On Thursday, July 23, 2020 at 10:03:36 PM UTC-5 [email protected] wrote:

> If such a theory could be constructed, it would have particles to manifest 
> excited states, called gravitons. But for a BH, gravitons generated by its 
> mass couldn't escape, so they couldn't function as force carrying particles 
> as in other quantum field theories. We'd still need Einstein's GR to 
> account for the gravitational "force" via curvature of space-time. So what 
> would a quantum theory of gravity buy us? Why do we need it? AG
>

The way you state this illustrates considerable confusion and in these 
threads I and others have indicated how to think of this. This does not 
involve gravitons coming out of black holes. You have repeated this error a 
number of times.

A weak low energy quantum gravitation is easy to derive.
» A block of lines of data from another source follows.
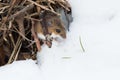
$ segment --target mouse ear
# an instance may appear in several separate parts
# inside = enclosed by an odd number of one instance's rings
[[[50,26],[51,24],[52,24],[52,22],[50,22],[50,21],[49,21],[49,22],[47,22],[47,26]]]
[[[57,33],[60,33],[60,32],[61,32],[61,30],[60,30],[60,29],[56,29],[55,31],[56,31]]]

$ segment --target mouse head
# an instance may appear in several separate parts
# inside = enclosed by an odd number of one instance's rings
[[[50,16],[46,19],[46,22],[48,32],[51,34],[51,37],[62,37],[64,39],[66,38],[66,30],[59,16]]]

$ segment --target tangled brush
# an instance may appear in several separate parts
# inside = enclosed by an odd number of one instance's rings
[[[0,0],[0,65],[36,59],[41,45],[51,47],[56,39],[50,37],[52,32],[66,38],[69,25],[63,27],[60,10],[71,13],[70,4],[66,0]],[[51,18],[53,23],[48,23]],[[66,18],[69,24],[70,19]],[[45,38],[39,37],[39,33]]]

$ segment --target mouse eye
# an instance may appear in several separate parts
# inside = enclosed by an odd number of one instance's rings
[[[52,22],[47,22],[47,25],[50,26],[52,24]]]
[[[56,29],[55,31],[56,31],[57,33],[60,33],[60,32],[61,32],[61,30],[60,30],[60,29]]]

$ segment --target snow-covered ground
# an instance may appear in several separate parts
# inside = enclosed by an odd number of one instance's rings
[[[26,60],[0,67],[0,80],[120,80],[120,1],[69,2],[74,21],[67,39],[50,49],[42,46],[39,64]]]

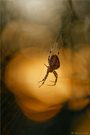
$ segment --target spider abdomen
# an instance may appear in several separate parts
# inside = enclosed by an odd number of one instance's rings
[[[49,66],[51,69],[55,70],[60,67],[60,61],[57,55],[52,55],[49,59]]]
The low energy 
limit of gravitation is linear because terms in the curvature involving the 
square of connection terms are much smaller. This makes gravitation and 
gravitational waves linear. Quantization is not much different from 
quantizing electrodynamics in QED. The gravitational waves detected by the 
LIGO are long wavelength and with small amplitude. There should be 
signatures of gravitons there which would be linear. As the wavelength 
shortens the energy increases and as this approaches TeV and higher energy 
the nonlinear terms become appreciable. The nonlinear feature of 
gravitation, and that it is an exterior fibration so the field correlates 
direction with the quantum wave, means this is a nonlinear quantum 
mechanics, which is a contradiction of quantum mechanics.